Attendees at the recent CIO Summit presentation by Murray Milner, chair of the National Health IT Board, were surprised to hear him say that the personal identifier for a projected unified health record and other cross-linked information will not take early advantage of the all-of-government identifier set up by the igovt scheme.
However, Milner later told Computerworld, this is by no means a rejection of igovt. “It is intended to be a federated system,” he says, so the existing national health number which every health-service user has can continue to be used and will eventually be cross-linked with any igovt identity that person has.
A number of delegates recorded their surprise on Twitter and several described it to Computerworld after the address as an inexplicable move and a potential setback for igovt. But it appears to be a much less remarkable move than first perceived. Final decisions on the strategy for igovt federation have not been made yet, says Milner, so it is not practicable to adopt the all-of-government system immediately.

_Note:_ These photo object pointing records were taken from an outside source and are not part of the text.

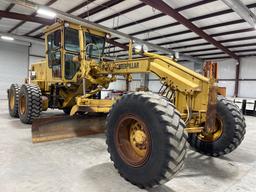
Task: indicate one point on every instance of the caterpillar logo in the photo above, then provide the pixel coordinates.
(132, 65)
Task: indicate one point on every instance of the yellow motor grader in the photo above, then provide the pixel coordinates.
(147, 133)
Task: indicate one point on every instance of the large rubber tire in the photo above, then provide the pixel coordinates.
(167, 138)
(30, 103)
(232, 134)
(13, 100)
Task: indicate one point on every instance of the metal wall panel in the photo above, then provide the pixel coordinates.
(13, 65)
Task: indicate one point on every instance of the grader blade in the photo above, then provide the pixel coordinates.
(62, 127)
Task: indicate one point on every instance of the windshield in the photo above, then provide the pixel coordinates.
(94, 45)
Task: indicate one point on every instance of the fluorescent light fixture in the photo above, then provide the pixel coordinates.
(46, 12)
(8, 38)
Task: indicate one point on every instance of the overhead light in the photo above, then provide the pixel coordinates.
(46, 12)
(8, 38)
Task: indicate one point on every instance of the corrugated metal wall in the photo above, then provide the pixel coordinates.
(13, 65)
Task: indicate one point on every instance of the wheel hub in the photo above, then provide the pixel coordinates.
(216, 134)
(12, 99)
(22, 104)
(133, 140)
(138, 139)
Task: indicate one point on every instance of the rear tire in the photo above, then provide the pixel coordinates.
(163, 143)
(13, 100)
(30, 103)
(233, 131)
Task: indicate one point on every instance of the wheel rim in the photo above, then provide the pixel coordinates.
(12, 100)
(216, 133)
(22, 104)
(133, 140)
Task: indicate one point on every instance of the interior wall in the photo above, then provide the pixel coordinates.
(13, 65)
(247, 79)
(247, 83)
(227, 75)
(14, 62)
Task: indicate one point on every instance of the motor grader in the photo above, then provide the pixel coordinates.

The igovt scheme allows a user of government services to register a single identifier, which can be used to validate them to any subscribing government agency with which they wish to deal, without allowing any unnecessary personal data to travel between agencies.

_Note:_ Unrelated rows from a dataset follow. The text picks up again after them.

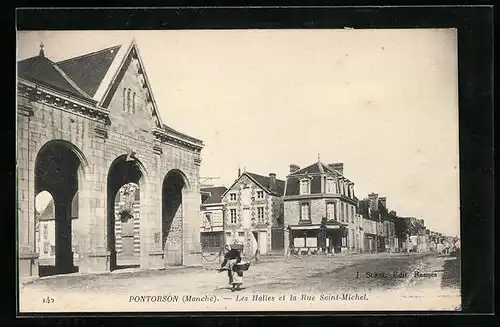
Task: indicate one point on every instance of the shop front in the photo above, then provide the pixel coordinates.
(318, 239)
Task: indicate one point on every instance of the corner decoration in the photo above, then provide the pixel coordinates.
(126, 204)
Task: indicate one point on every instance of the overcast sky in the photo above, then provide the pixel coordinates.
(383, 102)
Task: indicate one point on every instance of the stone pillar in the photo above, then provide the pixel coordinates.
(151, 226)
(27, 253)
(191, 246)
(64, 254)
(92, 224)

However, “health has had a supposedly unique identity number for the past 17 years,” said Milner, in reply to a question from the floor by Ross Hughson, an experienced government CIO. “Other countries envy that system. Right now, we’re doing a major revamp of that.
“We liaised very carefully with DIA [Department of Internal Affairs, which is coordinating the all-of-government ICT integration, including igovt]” Milner said, “but at this point in time, we’re moving forward with a unique identifier for health.
“There are many issues associated with sharing information including identity between government departments,” he told the Summit audience “and right now that [igovt] is not a place that’s helpful to go.”
First priority is “to solve the problems in health,” he said.